2026-06-28 · real GPUs · the camera dollies forward + down through your cam-B vantage, so the merged masses fill the frame the whole time — the actual scene you've been flagging, now in motion. Godot 4.6 (Vulkan) vs our three.js port (D3D11), and the same move shown through the analytical lenses.
Same flight, same kind of cloud. Watch the darks: Godot's crevices stay deep as it moves; ours go pale (milky) on the merged left mass.


Our port, current vs ambient ×0.6 + self-shadow — the crevices deepen toward Godot, the glare settles into form, the bright tops are untouched.


The same flight rendered as value (pure luminance — the value structure your eye reads) and normals (surface form / ∇density — the clumping). Where value goes flat-grey and normals go smooth, that's the merged mass with no relief for shadow to bite.
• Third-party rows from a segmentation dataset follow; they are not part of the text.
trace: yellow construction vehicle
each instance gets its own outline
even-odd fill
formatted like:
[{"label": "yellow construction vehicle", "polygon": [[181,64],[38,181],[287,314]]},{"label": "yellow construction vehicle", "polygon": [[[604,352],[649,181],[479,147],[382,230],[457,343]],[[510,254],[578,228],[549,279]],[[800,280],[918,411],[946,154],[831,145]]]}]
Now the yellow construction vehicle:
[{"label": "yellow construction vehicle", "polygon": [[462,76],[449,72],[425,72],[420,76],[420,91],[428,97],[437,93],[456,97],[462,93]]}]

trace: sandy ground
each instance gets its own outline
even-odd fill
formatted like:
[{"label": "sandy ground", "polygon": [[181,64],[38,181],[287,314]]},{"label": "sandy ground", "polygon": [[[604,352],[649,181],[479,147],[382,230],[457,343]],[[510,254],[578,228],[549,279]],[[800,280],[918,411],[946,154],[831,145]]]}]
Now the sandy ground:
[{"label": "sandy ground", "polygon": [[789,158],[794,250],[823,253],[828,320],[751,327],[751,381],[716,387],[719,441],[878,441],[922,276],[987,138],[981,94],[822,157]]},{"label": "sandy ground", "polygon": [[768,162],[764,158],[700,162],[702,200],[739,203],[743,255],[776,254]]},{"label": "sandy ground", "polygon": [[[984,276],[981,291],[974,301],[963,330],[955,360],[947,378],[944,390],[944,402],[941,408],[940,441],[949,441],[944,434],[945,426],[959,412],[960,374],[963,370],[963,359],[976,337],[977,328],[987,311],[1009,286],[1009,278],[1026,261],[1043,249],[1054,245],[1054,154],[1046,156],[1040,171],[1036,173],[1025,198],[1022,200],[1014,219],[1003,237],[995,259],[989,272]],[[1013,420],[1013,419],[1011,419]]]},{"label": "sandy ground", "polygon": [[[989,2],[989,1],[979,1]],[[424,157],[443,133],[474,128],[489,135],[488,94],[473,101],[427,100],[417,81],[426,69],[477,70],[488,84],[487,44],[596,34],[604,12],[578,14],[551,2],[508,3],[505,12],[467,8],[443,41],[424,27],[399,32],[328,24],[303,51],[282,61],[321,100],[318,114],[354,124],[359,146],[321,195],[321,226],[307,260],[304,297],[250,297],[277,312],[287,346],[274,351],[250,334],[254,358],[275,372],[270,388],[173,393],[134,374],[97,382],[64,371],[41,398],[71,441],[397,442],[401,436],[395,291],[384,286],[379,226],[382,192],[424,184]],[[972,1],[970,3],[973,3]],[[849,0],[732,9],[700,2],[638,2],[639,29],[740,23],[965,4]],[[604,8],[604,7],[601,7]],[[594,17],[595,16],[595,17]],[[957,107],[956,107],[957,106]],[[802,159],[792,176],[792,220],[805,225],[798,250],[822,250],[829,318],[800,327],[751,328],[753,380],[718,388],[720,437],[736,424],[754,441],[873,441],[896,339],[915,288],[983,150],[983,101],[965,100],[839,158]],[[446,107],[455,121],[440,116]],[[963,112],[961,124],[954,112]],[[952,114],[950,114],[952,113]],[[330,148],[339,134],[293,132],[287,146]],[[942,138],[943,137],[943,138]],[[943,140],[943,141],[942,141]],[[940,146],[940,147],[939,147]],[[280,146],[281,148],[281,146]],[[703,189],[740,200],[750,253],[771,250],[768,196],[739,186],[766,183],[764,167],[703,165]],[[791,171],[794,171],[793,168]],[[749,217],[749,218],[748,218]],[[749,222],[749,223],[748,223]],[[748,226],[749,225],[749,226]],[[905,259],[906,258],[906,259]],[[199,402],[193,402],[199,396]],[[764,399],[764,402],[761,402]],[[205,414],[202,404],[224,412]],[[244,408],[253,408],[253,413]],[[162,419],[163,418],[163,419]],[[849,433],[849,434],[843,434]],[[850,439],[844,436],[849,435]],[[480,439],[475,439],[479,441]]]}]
The live renderer with knobs + all five lenses (shading · value · relief · light/self-shadow · normals) and Merged A/B camera jumps:
▶ Open the live labTry: click Merged B → drag Ambient → ~0.6 → flip the lens to Value then Normals. And the real Godot is open on your machine to fly (WASD / right-mouse).
What the eye-model says to watch here (from the value-structure finding): your eye tracks the dark end of the histogram, not the brightness. In motion, Godot keeps its darks; our current port loses them on the merged mass; the ambient fix puts them back. Method: qa/tools/_lens-gif.mjs (port, anim on) + Godot _cap.gd along the shared path + ffmpeg. The CD's eye is the verdict.